True enough, the home side come out fighting, pushing for an equalising goal, and with 30 minutes still left to go they gain a dubious reward of seeing their opponents reduced to 10 men as their captain is sent off for a second yellow card (not a dubious decision, more a dubious idea of it being a reward). Over 30 minutes are played out with Cardiff almost entirely in the West Ham half and do at last get some shots on target, but nothing to trouble an average goal-keeper.
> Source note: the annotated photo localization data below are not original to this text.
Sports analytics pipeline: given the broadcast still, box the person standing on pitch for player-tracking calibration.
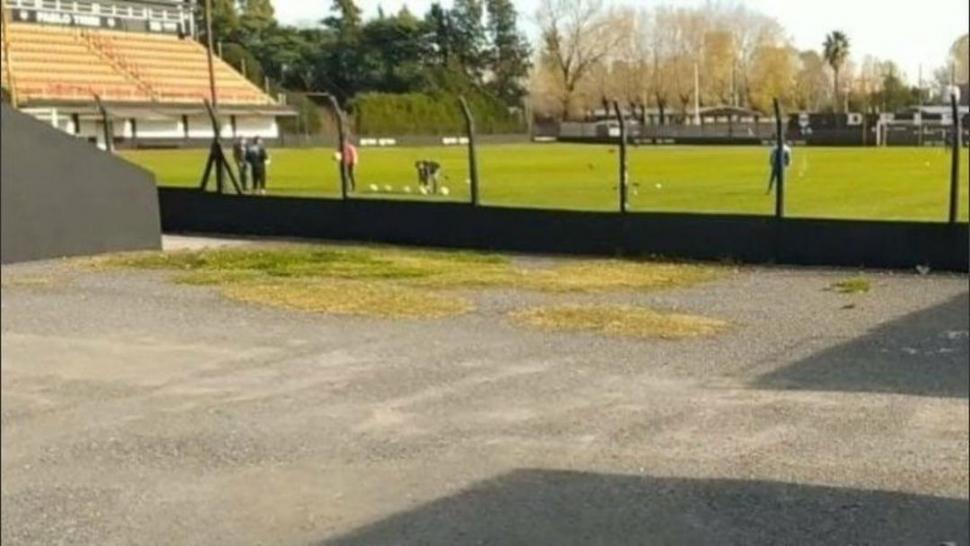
[766,141,792,194]
[247,137,270,195]
[341,138,359,192]
[232,137,249,192]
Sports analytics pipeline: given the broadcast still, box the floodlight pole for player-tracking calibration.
[614,101,629,214]
[458,96,480,206]
[323,94,349,199]
[948,93,962,224]
[773,98,785,219]
[93,94,113,153]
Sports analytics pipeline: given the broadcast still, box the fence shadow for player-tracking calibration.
[758,292,969,399]
[319,469,967,546]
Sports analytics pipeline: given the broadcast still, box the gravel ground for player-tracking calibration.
[1,238,968,545]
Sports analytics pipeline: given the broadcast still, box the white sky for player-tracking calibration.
[274,0,969,83]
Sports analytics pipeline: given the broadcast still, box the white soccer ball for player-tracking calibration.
[441,187,450,196]
[403,186,412,193]
[655,183,663,189]
[333,152,342,162]
[419,186,429,195]
[368,184,378,192]
[384,185,393,193]
[465,178,471,185]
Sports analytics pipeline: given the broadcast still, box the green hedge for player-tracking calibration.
[352,92,525,136]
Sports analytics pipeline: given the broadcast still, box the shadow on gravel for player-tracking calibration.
[758,291,969,399]
[320,469,968,546]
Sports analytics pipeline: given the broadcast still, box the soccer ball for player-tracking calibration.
[655,183,663,189]
[440,187,450,196]
[333,152,342,162]
[403,186,412,193]
[384,185,393,193]
[368,184,378,192]
[419,186,429,195]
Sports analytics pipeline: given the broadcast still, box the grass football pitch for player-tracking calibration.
[123,143,969,221]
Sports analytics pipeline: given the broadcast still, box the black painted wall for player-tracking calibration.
[159,189,969,272]
[1,104,162,264]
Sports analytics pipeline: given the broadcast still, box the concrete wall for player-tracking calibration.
[1,103,162,263]
[158,189,969,272]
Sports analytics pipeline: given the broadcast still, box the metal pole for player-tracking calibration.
[773,98,785,218]
[613,101,629,213]
[693,62,701,125]
[325,94,349,199]
[203,0,218,109]
[917,64,924,147]
[949,93,962,224]
[458,96,480,206]
[93,94,113,153]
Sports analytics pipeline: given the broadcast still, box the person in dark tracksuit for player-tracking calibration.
[232,137,249,192]
[766,142,792,195]
[247,137,270,195]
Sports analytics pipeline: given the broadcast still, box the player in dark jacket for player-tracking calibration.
[766,142,792,195]
[247,137,270,195]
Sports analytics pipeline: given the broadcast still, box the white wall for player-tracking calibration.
[234,116,278,139]
[136,118,182,139]
[186,115,233,139]
[24,109,281,142]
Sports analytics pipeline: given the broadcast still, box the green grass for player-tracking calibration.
[828,277,872,294]
[122,143,969,221]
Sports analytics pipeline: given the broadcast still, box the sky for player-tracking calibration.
[273,0,969,84]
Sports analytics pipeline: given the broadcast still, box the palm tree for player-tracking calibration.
[823,31,850,112]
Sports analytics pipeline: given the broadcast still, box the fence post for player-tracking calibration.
[324,94,349,199]
[613,101,629,213]
[949,93,962,224]
[458,96,480,206]
[773,98,785,218]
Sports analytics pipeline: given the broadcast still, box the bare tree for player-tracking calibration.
[536,0,624,119]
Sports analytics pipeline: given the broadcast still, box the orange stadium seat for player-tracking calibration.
[2,22,275,106]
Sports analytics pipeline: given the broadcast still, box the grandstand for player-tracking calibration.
[0,0,292,148]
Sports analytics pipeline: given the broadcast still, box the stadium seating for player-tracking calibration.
[1,22,274,106]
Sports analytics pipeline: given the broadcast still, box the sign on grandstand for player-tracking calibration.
[14,6,182,34]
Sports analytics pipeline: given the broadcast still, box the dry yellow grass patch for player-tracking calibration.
[517,261,719,293]
[510,305,728,339]
[97,246,723,320]
[221,280,473,319]
[0,274,69,289]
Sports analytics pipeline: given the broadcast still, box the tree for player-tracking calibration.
[325,0,362,38]
[239,0,275,36]
[425,3,454,66]
[948,34,969,84]
[198,0,239,45]
[321,0,365,102]
[536,0,622,119]
[793,50,830,111]
[485,0,532,106]
[450,0,488,83]
[747,45,797,113]
[360,7,431,93]
[823,30,850,112]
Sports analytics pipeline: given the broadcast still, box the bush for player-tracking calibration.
[352,91,525,136]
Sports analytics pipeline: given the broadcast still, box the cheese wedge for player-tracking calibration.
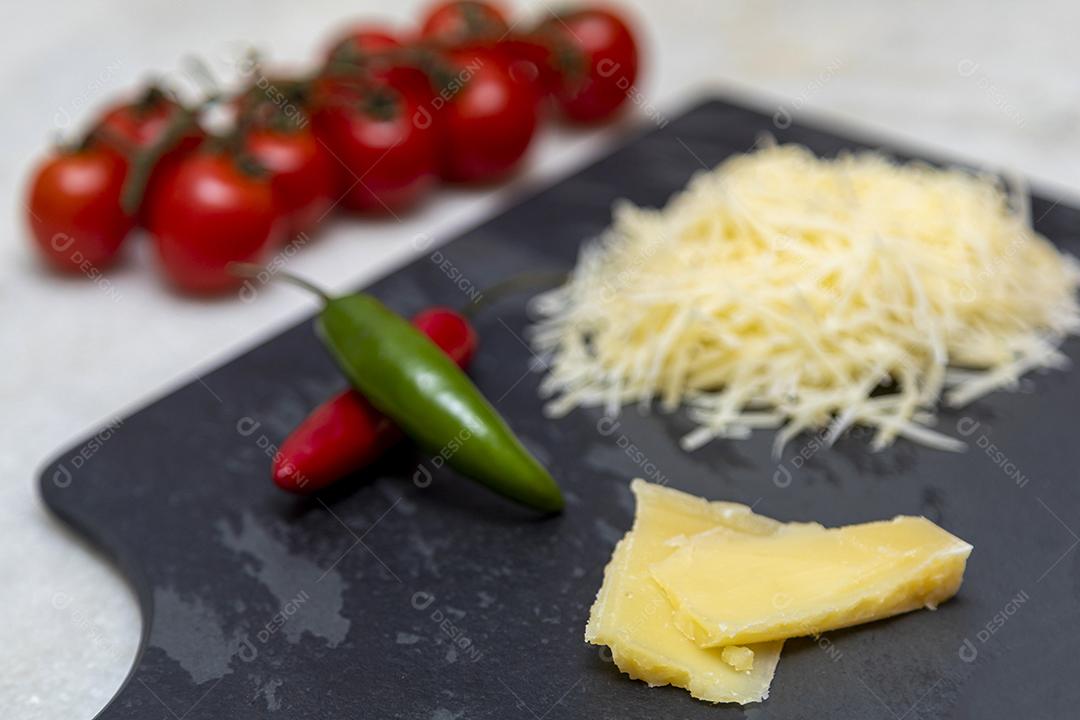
[585,480,785,704]
[651,516,973,648]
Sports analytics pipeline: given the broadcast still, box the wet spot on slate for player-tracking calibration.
[410,533,441,577]
[431,709,464,720]
[253,676,283,711]
[396,632,422,645]
[218,511,350,647]
[150,587,235,684]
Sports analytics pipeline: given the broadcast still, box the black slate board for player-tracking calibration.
[42,98,1080,720]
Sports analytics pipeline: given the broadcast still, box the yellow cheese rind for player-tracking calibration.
[651,516,973,647]
[585,480,783,704]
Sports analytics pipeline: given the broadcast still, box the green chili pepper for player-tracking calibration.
[234,265,564,513]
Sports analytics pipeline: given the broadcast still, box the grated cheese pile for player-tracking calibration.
[529,144,1080,454]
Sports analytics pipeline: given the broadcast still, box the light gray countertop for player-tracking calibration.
[2,1,1077,717]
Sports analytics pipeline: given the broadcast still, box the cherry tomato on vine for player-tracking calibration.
[94,87,204,220]
[96,88,201,151]
[147,152,283,294]
[245,126,335,240]
[26,147,134,272]
[496,33,562,97]
[438,48,540,183]
[233,75,311,130]
[312,83,439,213]
[419,0,509,46]
[324,25,403,67]
[319,27,433,107]
[539,7,639,123]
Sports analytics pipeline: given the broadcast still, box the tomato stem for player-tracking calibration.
[362,86,401,121]
[133,84,169,115]
[184,56,221,98]
[91,125,139,157]
[120,108,197,214]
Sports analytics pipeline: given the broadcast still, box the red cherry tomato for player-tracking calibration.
[438,48,540,183]
[314,65,434,121]
[496,33,562,97]
[312,84,438,213]
[324,25,403,66]
[541,7,639,123]
[419,1,509,46]
[317,22,434,113]
[147,153,283,294]
[318,28,434,115]
[94,88,204,221]
[245,126,335,240]
[26,147,134,272]
[273,307,477,493]
[96,88,200,150]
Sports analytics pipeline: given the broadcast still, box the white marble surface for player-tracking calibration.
[2,1,1077,717]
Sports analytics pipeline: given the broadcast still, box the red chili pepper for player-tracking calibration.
[411,306,477,367]
[273,307,477,493]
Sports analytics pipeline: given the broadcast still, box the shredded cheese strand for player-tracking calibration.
[529,144,1080,455]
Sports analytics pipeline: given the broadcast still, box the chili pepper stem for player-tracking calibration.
[464,270,568,319]
[227,262,331,303]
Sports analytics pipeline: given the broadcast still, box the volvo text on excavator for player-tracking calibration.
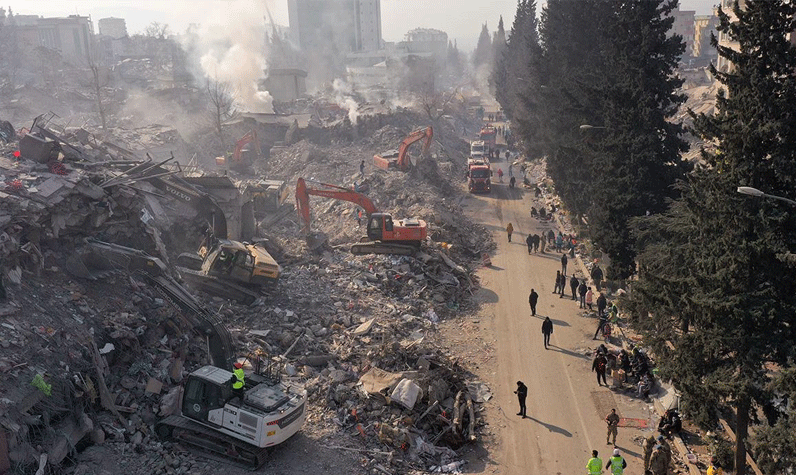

Some urgency is injected by their oldest player on the pitch, but others still seem plagued by a need to play slow methodical passes around the pitch with little end product.
Those of you who know something about these types of matches will not be surprised to hear that West Ham had a solitary second half attempt on the Cardiff goal in time added on… and score! Cue a mass exodus by the home fans, with various comments along the line of ‘the ref is *&$%er’, ‘we was robbed’, and ‘it’s a mess’. In the words of the Coen Brothers (from No Country for Old Men) ‘if it isn’t a mess, it will do until the mess turns up‘.
For the record the final score is:
0 – 2
So, it transpires that the guns were largely silent, and the ‘iron‘ did enough to secure all the points without threatening to appear solid or imposing. As for my ‘heap of domestic despondency‘ there seems to be a triumph of reality over hope, as the local team have now managed to draw and then lose to a couple of the very few teams that were below them in the table. I dare to mention the ‘R’ word (relegation), but heads are bowed in dark contemplation.
Until we speak again I am probably going to be ‘suicide watch’ Juno, and all belts and laces have been removed!.